Reza a lenda que quem mentisse teria a sua mão devorada pela Boca da Verdade

Com a ascensão do governo Bolsonaro, ressuscitou-se a antiga noção de hegemonia cultural, há muito envelhecida nos tonéis de carvalho do campo da esquerda.

Ela procede de duas afirmações aparentemente contraditórias em Marx. A primeira sugere que o antagonismo social poderia ser superado, gerando uma situação na qual a cultura, como dispositivo de posicionamento de contradições sociais e formalização de linguagens, prescindiria de mediações ideológicas.

Apesar de sua importância estratégica esta conjectura apresenta-se aos nossos olhos como de impossível realização. A segunda tese argumenta que o campo da cultura não é apenas um reflexo das relações econômicas de classe, ele também admite configurações mais transformativas ou mais conservativas. Neste sentido haveria uma disputa permanente entre os diferentes grupos sociais em busca de qual expressão cultural expressaria melhor a universalidade, vetorizando e hierarquizando padrões de cultura.

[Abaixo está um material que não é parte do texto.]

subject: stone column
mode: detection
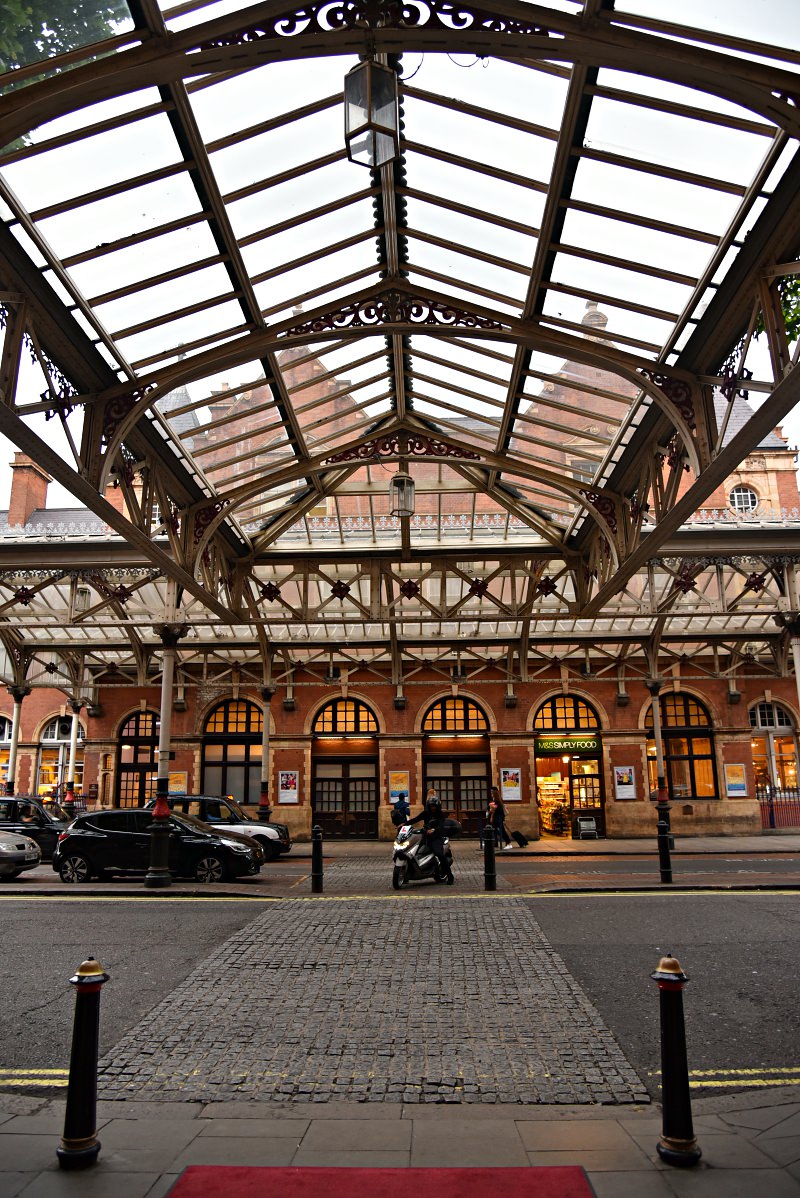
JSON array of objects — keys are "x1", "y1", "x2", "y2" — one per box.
[
  {"x1": 63, "y1": 698, "x2": 84, "y2": 819},
  {"x1": 259, "y1": 686, "x2": 275, "y2": 823},
  {"x1": 145, "y1": 624, "x2": 186, "y2": 890},
  {"x1": 6, "y1": 686, "x2": 31, "y2": 794}
]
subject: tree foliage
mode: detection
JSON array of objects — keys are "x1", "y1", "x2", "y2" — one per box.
[{"x1": 0, "y1": 0, "x2": 131, "y2": 71}]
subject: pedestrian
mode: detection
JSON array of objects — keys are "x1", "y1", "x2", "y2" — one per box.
[
  {"x1": 489, "y1": 786, "x2": 514, "y2": 849},
  {"x1": 392, "y1": 791, "x2": 411, "y2": 828}
]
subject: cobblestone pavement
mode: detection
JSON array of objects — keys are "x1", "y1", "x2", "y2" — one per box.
[{"x1": 98, "y1": 888, "x2": 649, "y2": 1105}]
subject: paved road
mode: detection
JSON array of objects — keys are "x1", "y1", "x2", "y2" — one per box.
[{"x1": 0, "y1": 891, "x2": 800, "y2": 1102}]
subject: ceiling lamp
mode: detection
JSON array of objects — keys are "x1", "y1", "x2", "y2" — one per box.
[
  {"x1": 389, "y1": 471, "x2": 414, "y2": 516},
  {"x1": 345, "y1": 59, "x2": 400, "y2": 168}
]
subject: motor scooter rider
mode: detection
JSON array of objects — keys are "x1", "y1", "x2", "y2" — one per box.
[{"x1": 408, "y1": 787, "x2": 454, "y2": 882}]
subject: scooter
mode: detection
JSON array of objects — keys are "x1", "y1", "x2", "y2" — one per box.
[{"x1": 392, "y1": 824, "x2": 453, "y2": 890}]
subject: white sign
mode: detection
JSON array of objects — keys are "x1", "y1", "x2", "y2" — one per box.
[
  {"x1": 501, "y1": 769, "x2": 522, "y2": 803},
  {"x1": 278, "y1": 769, "x2": 299, "y2": 803}
]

Tipicamente isso se exprimiria pela subordinação da cultura popular, periférica ou alternativa à cultura universitária, intelectual ou erudita. No segundo sentido, a hegemonia cultural não é uma tarefa que tem o impossível no seu horizonte, mas uma espécie de jogo ou de estratégia que funciona como caminho para a instauração da política da emancipação. Durante essa guerra de posições, as alianças táticas e as contingências históricas e locais não deixam claro quem está realmente concorrendo para a manutenção de seus privilégios particulares e quem está lutando pela universalização da liberdade e da justiça.

O primeiro sentido de hegemonia cultural está ligado a uma espécie de tudo ou nada, de possível ou impossível (chamado então de revolução). O segundo sentido de hegemonia cultural está ligado ao contingente e à ideia de que na política trata-se de apostas nas quais nunca se sabe realmente quem está representando quem.  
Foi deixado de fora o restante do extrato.